Since 2011, the curtain has been formally raised on the acquisition and reorganisation era in China’s film and television industry, and acquisitions under the new situation manifest to a greater extent horizontal business concentration and vertical industry-chain integration.
In 2011, through the purchase of a 55% equity stake in the digital entertainment publisher JY Entertainment for RMB140 million (US$23 million) and long-term co-operation with major video websites, Huace Film & TV nicely filled in gaps in its business.

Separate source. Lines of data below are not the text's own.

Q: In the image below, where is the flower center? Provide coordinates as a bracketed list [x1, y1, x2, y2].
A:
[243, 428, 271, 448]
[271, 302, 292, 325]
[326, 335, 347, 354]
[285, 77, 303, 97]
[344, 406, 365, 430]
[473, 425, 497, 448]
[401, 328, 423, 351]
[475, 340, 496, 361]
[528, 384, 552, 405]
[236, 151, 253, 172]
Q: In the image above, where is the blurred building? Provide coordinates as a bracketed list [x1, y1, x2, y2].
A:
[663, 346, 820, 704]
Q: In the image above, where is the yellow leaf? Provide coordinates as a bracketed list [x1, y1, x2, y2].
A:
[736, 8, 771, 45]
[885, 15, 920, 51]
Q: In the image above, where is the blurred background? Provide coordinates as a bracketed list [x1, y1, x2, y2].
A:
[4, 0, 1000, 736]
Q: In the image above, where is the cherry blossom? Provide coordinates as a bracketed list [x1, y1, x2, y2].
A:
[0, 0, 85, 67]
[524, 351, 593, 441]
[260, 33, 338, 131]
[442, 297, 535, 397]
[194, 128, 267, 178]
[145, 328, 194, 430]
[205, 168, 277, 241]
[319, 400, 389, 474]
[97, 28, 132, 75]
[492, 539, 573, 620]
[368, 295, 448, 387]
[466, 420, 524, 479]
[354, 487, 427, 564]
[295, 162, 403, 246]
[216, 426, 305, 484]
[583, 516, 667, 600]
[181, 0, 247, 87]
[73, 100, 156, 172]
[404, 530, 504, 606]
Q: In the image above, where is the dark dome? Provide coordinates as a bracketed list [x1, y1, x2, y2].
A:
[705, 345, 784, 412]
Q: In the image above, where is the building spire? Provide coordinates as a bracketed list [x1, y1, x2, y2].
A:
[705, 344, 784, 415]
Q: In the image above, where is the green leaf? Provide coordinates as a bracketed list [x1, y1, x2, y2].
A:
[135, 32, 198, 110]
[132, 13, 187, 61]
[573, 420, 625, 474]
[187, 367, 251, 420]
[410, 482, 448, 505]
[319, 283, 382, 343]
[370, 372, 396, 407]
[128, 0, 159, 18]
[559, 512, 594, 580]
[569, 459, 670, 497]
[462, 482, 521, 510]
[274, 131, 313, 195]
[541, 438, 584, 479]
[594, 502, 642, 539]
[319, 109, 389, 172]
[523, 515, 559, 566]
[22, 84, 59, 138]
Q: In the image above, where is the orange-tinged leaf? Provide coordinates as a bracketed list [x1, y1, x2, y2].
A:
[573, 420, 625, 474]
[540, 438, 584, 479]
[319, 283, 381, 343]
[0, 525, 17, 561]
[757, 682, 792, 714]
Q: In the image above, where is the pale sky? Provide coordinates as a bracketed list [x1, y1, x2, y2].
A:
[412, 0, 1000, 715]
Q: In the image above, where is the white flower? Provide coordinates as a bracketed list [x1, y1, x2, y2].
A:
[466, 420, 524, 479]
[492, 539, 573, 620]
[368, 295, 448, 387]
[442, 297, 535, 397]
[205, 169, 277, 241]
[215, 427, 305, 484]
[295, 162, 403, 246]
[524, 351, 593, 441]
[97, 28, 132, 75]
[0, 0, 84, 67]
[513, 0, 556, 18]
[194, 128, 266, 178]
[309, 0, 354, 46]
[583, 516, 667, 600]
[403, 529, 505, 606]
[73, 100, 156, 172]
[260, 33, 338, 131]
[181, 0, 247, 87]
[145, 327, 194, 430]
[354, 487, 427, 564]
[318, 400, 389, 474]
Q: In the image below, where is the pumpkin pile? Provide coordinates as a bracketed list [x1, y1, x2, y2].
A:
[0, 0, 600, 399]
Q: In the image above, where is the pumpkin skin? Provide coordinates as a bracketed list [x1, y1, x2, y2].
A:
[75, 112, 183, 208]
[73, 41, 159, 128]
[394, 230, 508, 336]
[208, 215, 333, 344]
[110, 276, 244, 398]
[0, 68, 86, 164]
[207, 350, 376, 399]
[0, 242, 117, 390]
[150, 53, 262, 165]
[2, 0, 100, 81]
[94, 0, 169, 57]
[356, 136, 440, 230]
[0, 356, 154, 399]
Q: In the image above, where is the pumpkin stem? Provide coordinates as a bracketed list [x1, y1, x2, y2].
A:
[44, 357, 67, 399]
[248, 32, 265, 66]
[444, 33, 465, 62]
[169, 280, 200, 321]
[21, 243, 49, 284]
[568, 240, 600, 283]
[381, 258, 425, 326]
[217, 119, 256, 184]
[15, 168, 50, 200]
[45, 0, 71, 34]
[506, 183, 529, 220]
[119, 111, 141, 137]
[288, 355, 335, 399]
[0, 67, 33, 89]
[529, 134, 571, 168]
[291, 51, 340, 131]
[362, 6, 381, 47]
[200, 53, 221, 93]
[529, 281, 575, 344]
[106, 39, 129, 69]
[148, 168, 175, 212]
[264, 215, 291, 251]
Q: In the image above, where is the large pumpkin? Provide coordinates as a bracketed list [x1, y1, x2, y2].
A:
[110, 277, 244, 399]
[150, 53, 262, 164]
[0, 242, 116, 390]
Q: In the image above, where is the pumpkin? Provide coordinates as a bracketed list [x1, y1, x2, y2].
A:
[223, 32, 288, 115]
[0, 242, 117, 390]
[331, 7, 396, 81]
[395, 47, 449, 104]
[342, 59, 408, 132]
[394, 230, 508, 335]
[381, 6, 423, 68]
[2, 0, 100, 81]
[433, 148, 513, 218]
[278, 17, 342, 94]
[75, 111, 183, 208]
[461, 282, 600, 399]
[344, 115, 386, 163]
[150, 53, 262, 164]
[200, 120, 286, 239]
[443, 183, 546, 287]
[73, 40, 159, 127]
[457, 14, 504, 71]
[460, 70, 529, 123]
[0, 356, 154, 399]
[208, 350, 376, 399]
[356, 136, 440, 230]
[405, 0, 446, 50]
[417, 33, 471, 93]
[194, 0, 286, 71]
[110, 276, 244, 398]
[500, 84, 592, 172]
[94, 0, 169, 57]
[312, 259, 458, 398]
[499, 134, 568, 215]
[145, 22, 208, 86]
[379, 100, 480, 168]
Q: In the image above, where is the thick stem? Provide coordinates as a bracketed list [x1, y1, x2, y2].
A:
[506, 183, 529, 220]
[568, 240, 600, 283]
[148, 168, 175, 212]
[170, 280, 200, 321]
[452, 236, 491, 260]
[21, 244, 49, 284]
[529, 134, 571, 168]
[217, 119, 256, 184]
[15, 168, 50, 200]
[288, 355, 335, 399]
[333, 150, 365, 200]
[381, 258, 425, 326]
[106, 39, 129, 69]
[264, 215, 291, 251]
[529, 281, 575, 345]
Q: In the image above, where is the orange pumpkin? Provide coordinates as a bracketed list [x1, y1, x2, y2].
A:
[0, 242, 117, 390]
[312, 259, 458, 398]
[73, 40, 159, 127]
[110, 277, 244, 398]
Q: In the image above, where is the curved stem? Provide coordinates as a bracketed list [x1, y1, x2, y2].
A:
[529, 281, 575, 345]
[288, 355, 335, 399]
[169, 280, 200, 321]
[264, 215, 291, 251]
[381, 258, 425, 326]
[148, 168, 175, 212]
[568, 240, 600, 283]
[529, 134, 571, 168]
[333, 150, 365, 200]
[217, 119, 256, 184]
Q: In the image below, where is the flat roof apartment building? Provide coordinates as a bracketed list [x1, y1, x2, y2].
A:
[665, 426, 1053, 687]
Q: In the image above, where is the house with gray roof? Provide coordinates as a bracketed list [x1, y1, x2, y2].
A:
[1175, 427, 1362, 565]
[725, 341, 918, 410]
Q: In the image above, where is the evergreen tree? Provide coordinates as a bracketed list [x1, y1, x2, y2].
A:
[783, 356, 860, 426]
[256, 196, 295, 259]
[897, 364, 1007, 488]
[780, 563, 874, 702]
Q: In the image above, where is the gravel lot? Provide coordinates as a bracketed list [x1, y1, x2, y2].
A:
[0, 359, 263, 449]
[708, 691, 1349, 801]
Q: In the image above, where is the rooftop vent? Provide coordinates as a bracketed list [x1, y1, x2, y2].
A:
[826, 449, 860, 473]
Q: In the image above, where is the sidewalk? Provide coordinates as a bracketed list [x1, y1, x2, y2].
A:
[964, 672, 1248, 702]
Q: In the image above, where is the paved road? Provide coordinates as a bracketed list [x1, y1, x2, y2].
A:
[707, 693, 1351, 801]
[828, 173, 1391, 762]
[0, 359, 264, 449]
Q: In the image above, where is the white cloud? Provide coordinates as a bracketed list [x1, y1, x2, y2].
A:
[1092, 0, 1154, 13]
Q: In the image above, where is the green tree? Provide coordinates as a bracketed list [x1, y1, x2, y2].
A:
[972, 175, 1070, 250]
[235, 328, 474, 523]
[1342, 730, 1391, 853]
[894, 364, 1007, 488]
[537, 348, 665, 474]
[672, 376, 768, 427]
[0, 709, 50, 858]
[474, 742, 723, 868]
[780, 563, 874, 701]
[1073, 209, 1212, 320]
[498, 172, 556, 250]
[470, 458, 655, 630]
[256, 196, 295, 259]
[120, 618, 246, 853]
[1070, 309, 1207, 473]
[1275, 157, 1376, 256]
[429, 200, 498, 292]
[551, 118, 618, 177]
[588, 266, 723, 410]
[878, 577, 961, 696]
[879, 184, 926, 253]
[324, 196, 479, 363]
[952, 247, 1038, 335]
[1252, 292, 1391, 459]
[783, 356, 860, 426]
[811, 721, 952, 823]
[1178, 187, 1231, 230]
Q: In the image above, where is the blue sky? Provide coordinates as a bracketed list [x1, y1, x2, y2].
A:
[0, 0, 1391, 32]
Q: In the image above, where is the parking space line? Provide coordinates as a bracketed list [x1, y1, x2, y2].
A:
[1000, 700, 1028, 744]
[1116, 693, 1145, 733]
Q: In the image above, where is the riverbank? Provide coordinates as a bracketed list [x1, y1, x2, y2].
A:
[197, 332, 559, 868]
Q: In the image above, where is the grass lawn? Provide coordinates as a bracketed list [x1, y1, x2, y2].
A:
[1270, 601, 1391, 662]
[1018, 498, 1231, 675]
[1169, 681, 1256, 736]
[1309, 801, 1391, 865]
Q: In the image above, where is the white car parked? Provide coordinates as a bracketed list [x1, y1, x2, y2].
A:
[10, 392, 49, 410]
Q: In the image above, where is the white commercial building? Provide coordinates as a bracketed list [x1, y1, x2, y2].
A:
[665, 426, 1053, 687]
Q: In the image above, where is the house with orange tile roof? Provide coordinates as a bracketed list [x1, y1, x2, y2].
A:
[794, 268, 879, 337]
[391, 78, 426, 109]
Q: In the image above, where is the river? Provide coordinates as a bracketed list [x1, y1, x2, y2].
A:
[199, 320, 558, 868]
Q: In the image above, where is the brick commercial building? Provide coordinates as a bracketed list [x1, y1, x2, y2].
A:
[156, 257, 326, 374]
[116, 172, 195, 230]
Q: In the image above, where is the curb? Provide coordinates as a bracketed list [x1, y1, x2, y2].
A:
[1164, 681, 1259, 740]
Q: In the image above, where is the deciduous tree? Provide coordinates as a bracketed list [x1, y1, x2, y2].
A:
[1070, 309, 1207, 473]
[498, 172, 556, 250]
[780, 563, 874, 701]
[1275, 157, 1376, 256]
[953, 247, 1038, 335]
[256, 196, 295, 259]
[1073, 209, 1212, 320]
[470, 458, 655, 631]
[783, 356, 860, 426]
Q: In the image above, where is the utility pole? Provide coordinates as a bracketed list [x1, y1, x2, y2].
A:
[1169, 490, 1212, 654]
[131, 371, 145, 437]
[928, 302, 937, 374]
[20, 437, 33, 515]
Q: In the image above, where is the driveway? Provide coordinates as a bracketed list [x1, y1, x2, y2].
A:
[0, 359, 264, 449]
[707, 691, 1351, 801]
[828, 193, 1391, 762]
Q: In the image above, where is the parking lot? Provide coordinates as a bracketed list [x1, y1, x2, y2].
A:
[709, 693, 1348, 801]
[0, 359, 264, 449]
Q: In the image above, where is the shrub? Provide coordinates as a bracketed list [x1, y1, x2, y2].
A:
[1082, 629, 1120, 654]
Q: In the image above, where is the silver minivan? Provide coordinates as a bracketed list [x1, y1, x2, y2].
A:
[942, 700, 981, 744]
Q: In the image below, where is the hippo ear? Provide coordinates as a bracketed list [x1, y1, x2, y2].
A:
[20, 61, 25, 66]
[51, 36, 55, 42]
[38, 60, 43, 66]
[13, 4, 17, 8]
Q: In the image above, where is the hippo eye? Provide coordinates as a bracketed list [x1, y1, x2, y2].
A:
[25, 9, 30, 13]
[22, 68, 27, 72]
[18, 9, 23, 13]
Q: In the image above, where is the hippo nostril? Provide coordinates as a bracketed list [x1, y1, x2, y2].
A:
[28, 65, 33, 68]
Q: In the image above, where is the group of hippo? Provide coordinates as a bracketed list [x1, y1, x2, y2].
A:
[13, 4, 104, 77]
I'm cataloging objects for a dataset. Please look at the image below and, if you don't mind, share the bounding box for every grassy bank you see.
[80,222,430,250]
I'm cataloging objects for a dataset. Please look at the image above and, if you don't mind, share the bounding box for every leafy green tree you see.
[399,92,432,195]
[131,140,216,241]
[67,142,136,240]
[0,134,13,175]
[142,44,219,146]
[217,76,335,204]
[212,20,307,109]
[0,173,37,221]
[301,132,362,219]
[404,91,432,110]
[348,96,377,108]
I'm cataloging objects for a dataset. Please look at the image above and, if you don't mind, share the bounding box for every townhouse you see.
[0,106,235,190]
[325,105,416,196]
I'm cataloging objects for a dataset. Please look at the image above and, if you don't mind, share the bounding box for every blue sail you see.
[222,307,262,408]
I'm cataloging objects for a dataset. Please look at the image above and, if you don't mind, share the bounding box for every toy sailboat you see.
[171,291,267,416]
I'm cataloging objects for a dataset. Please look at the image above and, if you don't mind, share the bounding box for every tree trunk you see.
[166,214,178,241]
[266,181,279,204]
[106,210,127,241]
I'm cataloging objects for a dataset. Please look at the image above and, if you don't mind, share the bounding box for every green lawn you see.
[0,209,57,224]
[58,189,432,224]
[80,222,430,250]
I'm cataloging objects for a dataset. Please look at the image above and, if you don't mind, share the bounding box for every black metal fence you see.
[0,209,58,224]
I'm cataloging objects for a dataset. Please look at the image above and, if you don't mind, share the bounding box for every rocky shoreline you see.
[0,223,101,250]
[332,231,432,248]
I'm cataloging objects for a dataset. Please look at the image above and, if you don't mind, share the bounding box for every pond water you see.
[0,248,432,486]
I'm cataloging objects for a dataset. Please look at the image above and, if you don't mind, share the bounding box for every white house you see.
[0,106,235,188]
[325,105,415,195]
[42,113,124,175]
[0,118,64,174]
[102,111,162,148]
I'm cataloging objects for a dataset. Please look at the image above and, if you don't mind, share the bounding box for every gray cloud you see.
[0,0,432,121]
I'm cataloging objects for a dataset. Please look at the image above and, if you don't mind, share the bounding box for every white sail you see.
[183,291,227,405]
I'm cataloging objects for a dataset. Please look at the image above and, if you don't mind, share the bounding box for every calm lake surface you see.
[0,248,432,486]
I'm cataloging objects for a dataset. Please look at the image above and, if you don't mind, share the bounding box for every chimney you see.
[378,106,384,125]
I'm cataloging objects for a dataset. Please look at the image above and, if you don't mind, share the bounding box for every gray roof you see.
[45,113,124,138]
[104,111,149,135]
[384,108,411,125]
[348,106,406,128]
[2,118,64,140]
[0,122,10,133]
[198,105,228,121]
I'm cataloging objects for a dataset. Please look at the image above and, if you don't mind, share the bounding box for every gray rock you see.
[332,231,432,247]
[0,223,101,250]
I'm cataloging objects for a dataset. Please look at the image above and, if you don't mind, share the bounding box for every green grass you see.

In May 2012, the Wanda Group paid US$2.6 billion to acquire the world’s second-largest cinema circuit group, AMC Entertainment Holdings, in one leap making Wanda the world’s largest cinema circuit operator.
In September 2012, Beijing Galloping Horse Media, together with India’s Reliance Mediaworks acquired Digital Domain, one of the four large Hollywood special effects companies, and its subsidiary Mothership for US$30.2 million. By virtue of this acquisition, Galloping Horse further improved its complete industry-chain layout, greatly boosting its influence in China and abroad.
In July 2013, Huace Film & TV acquired 100% of the equity in Croton for RMB1.65 billion, making it the largest disclosed acquisition project, in terms of transaction amount, in the domestic film and television industry to date. Once the acquisition is complete, Huace Film & TV is expected to become the first company in the domestic film and television drama industry to have a market share exceeding 10%. This will test the waters of a new industry model that marries a large digital platform with the traditional film and television industry – a professional and industrialised typecast of a film, television and culture industry under a “large culture, large digital” model, and the first Chinese-language film and television open platform.
From the perspective of policy support for culture industry acquisitions, the Third Plenum of the 18th Central Committee of the Communist Party of China reiterated strengthening of the country’s cultural soft power, establishing a modern cultural market system and making the culture industry an important part of the state’s strategic development.
However, even though acquisitions and alliances seem logical, the road to an acquisition is seldom smooth sailing. To some extent, the current subjects of culture industry acquisitions are private enterprises and foreign enterprises, whereas the cross-ownership system reorganisation activity level of the majority of SOEs is relatively low.
Companies that wish to carry out acquisitions and restructurings additionally face obstacles such as the approval of the China Securities Regulatory Commission (CSRC), insufficient support from current tax policies, etc. How to carry out intensive content, channel and terminal integration through industry acquisitions, and realise cross-regional, cross-media and cross-ownership system co-operation, and how authorities such as the CSRC are to carry out acquisition and restructuring reform, are all issues that desperately require resolution when acquisitions are carried out in the film and television industry.